The Great Famine in mainland China, also known as the “Three Years of Difficulties” or the “Three Years of Great Famine,” occurred between 1959 and 1961. What I witnessed and experienced in the countryside, what I saw and experienced in the city when returning home, and what I later heard from various people were all true and heartbreaking stories.
In the countryside, policies like the “communal kitchens,” “fire bans” (prohibiting farm households from lighting fires), and “no fleeing to beg for food” led to reduced agricultural output. Yet taxes and state-purchased grain were collected based on inflated production figures. Rural grain reserves were nearly depleted, leaving farmers dependent on state-rationed supplies. In Changshou County, farmers received a daily ration of two liang (approximately 100 grams), yet often failed to collect it on time.
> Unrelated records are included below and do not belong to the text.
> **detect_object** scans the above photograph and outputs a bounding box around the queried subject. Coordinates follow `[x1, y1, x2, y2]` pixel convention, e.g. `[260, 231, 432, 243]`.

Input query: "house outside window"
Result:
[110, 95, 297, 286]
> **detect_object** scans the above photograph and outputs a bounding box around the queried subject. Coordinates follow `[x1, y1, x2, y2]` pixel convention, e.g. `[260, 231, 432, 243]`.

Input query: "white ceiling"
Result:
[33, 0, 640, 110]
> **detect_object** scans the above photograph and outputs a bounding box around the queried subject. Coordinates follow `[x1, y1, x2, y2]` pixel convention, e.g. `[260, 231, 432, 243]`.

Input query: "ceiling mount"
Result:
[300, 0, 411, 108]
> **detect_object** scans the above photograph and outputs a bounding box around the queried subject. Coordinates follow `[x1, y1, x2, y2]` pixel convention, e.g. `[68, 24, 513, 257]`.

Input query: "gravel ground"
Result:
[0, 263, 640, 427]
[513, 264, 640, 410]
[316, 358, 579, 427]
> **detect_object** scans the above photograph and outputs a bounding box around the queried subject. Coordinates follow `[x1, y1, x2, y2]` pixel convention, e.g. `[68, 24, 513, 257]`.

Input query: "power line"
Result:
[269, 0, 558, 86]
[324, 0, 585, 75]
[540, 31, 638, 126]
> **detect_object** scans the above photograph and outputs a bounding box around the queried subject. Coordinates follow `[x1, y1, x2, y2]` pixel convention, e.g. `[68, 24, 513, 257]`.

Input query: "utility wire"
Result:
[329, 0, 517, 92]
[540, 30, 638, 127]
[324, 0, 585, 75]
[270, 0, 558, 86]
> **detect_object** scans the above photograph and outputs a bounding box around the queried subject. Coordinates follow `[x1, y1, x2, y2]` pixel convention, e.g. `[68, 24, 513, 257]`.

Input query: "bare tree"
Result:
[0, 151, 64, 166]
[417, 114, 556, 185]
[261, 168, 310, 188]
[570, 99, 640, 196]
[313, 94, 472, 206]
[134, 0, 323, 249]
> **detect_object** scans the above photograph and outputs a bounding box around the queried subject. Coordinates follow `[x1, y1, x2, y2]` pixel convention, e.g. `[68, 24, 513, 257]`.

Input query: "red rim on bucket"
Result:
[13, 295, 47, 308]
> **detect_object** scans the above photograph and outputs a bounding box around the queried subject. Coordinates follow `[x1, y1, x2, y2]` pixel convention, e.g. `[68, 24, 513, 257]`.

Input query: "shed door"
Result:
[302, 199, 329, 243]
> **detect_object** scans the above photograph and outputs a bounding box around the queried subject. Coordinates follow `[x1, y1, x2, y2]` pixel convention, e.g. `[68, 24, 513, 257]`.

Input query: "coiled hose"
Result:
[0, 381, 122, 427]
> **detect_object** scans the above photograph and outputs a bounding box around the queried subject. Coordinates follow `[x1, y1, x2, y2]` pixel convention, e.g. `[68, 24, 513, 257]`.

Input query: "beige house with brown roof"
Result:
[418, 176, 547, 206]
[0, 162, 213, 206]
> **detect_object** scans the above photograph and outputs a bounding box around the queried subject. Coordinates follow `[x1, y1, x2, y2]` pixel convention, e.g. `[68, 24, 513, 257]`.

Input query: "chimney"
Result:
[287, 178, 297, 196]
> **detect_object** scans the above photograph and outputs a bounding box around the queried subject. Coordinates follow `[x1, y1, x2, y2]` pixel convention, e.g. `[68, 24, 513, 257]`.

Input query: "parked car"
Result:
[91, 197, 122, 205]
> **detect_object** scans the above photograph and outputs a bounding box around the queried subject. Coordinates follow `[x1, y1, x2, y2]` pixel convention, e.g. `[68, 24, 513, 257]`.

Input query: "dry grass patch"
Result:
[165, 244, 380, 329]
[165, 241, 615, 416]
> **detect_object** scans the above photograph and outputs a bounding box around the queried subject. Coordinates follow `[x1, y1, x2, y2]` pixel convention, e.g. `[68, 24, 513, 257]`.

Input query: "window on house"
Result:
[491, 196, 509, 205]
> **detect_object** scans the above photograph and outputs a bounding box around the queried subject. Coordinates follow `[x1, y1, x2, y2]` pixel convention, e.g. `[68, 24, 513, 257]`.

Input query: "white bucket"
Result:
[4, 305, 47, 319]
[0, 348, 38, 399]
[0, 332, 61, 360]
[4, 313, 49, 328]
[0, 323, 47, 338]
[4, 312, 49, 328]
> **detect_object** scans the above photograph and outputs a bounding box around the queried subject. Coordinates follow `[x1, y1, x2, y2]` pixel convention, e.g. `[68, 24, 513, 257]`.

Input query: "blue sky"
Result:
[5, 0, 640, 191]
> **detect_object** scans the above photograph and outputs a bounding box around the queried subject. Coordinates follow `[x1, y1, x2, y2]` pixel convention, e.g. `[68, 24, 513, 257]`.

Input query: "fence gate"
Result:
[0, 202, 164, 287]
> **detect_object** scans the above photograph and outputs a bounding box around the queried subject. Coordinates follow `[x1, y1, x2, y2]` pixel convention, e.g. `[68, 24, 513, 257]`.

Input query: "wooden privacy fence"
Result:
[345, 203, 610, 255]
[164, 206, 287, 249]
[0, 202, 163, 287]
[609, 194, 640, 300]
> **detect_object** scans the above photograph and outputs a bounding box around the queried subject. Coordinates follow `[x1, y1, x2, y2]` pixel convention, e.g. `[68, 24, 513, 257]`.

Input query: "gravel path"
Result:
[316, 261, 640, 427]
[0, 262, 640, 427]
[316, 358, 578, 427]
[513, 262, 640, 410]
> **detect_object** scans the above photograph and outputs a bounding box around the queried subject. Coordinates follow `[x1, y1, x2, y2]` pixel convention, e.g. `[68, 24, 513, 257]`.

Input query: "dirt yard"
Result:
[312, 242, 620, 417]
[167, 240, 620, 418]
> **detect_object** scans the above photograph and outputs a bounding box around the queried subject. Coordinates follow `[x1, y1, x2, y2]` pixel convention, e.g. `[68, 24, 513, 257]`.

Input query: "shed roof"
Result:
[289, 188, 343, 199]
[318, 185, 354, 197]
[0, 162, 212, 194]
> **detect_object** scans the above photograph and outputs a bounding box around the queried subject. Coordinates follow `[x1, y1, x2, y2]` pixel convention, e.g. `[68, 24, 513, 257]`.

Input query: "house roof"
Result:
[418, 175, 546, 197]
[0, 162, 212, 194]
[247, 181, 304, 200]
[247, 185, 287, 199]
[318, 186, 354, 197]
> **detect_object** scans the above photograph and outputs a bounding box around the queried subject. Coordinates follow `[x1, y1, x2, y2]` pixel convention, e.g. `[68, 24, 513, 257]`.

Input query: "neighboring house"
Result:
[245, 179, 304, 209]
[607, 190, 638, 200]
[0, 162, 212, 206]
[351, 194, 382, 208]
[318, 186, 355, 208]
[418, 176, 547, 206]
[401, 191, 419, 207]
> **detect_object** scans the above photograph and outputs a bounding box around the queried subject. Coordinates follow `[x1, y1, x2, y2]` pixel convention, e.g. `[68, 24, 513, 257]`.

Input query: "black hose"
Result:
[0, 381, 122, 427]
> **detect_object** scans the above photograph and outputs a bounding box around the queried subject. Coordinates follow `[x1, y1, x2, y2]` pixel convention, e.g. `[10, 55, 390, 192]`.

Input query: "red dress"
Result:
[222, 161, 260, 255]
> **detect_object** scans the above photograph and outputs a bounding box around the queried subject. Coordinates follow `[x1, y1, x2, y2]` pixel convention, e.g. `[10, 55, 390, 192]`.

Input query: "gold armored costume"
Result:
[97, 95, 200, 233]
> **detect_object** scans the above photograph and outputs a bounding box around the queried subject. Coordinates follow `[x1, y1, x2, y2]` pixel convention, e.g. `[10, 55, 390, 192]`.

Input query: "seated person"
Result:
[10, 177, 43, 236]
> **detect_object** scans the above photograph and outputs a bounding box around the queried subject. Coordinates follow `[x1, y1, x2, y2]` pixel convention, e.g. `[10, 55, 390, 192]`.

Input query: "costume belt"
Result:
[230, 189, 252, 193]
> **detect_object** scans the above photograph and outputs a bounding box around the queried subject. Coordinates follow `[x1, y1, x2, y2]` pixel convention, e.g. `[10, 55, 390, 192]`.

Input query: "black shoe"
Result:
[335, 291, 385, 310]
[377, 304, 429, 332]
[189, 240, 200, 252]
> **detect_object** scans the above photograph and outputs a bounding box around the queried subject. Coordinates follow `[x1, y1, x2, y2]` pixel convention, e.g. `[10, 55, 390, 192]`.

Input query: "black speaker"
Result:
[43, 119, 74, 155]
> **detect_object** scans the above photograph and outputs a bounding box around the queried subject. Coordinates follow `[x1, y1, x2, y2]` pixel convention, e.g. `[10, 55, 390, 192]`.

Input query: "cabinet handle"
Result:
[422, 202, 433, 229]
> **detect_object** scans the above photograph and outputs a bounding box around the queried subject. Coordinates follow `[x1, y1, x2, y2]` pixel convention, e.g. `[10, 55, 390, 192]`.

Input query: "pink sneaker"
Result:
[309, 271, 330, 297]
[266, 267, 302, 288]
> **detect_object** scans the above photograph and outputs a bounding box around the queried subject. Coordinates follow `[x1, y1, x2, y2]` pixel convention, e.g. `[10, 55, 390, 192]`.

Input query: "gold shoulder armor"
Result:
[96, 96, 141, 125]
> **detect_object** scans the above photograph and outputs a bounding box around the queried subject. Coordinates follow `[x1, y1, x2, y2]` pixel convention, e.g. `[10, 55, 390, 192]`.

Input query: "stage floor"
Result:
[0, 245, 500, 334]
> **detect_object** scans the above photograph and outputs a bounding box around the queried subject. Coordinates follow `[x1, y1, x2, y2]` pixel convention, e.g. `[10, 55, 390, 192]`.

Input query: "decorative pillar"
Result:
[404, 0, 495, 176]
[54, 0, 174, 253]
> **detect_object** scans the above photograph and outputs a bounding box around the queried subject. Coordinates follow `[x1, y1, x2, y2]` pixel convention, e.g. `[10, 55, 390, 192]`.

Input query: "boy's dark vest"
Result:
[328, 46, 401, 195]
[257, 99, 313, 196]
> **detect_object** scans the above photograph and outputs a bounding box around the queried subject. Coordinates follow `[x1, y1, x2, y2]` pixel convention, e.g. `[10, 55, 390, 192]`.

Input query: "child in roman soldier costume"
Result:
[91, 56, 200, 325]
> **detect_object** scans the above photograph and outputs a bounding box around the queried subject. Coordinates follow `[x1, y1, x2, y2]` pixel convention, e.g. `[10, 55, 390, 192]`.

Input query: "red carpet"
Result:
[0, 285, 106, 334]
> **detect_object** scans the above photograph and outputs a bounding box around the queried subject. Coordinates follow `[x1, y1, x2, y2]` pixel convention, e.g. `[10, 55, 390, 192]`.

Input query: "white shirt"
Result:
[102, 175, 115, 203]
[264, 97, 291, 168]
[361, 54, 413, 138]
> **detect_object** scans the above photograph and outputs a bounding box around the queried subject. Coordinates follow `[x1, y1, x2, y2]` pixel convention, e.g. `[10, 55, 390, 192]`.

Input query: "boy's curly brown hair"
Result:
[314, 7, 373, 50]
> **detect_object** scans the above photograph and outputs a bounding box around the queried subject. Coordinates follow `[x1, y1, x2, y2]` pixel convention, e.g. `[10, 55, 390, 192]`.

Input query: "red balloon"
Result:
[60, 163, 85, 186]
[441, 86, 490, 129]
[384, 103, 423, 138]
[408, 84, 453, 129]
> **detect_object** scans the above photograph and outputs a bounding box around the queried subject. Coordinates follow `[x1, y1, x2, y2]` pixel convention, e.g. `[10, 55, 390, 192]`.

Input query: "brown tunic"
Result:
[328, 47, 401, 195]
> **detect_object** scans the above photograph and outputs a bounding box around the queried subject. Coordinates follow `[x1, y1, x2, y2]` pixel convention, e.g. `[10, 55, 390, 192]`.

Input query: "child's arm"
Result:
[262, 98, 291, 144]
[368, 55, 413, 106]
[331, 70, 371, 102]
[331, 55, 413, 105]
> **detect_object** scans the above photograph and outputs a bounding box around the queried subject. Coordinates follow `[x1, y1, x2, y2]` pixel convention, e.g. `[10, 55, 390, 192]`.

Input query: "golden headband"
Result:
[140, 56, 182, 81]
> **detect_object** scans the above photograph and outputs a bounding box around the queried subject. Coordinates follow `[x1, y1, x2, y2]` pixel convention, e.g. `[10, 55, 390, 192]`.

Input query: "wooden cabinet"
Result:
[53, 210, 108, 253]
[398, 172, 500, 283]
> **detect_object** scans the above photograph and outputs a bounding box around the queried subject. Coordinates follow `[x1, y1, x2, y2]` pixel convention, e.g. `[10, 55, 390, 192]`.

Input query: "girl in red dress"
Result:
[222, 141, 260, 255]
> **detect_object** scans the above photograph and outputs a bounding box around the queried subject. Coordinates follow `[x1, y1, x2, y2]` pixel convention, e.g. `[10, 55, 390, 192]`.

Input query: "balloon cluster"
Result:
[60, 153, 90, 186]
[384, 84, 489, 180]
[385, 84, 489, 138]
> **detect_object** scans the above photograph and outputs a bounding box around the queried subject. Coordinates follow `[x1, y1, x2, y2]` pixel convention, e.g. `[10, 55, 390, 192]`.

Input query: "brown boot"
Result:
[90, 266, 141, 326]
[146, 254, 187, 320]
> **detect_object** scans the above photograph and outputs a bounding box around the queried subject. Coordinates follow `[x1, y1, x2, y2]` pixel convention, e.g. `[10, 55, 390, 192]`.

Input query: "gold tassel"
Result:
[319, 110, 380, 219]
At that time, Changshou belonged to Fuling Prefecture. Once, when Fuling diverted grain to support Shanghai, farmers went without rations for 45 days. What did they eat? Vegetable roots and wild greens — straw, roots, leaves, and husks of crops like rice, wheat, barley, corn, and sorghum that people wouldn’t normally eat in non-disaster years. This included corn cobs, rice husks, and tuber crops’ leaves, stems, and roots. And the stalks, roots, leaves, bark, and fruits of wild plants, such as elm, acorns, taro, hemp seeds, lycoris, wild yam, giant lily, wild amaranth, and locust leaves.
After these resources were exhausted, some areas discovered that white fan clay (also called Guanyin soil) was edible. Farmers said: “Guanyin Bodhisattva has distributed grain,” kneading the clay into balls, steaming them, and eating them. Most people who consumed it couldn’t defecate and died. Everyone suffered from swelling diseases while working overtime. Deaths were commonplace at that time.
There were corpses everywhere in China from the Great Famine
Walking down the street, we often saw corpses by the roadside. Others, leaning on walking sticks, would stumble and fall, only to get up again. I met a man from Jiayang who was pedaling a tricycle in Chengdu. When he spoke of the Great Famine, he said: “In ’61, my entire family died, leaving only me. With no choice, I climbed onto a coal-hauling train and went to Chengdu. I was caught immediately. At 11, I looked like a 6- or 7-year-old from starvation.
When asked about my identity, I said nothing but cried that my family was dead. They sent me to an orphanage to survive. This relentless exploitation of farmers made survival impossible. Back then, peasants had a rhyme: “Grain is the priority, and wipe out cotton and oil. Steel is the priority, and cut down all trees.” They also said that even the human race would be gone by 1962, with another Great Leap Forward.

After years of firsthand experience, every upright, kind-hearted person who doesn’t blindly follow the crowd must carefully reflect: Is this really what “building a new countryside” looks like? Adults arrested were labeled “unregistered migrants” and sent to detention centers, subjected to forced labor or brutal beatings. This criminal system was only abolished in 2003 after the death of Sun Zhigang, a college student working in Guangzhou without a “temporary residence permit,” who was beaten to death in a Guangzhou detention center.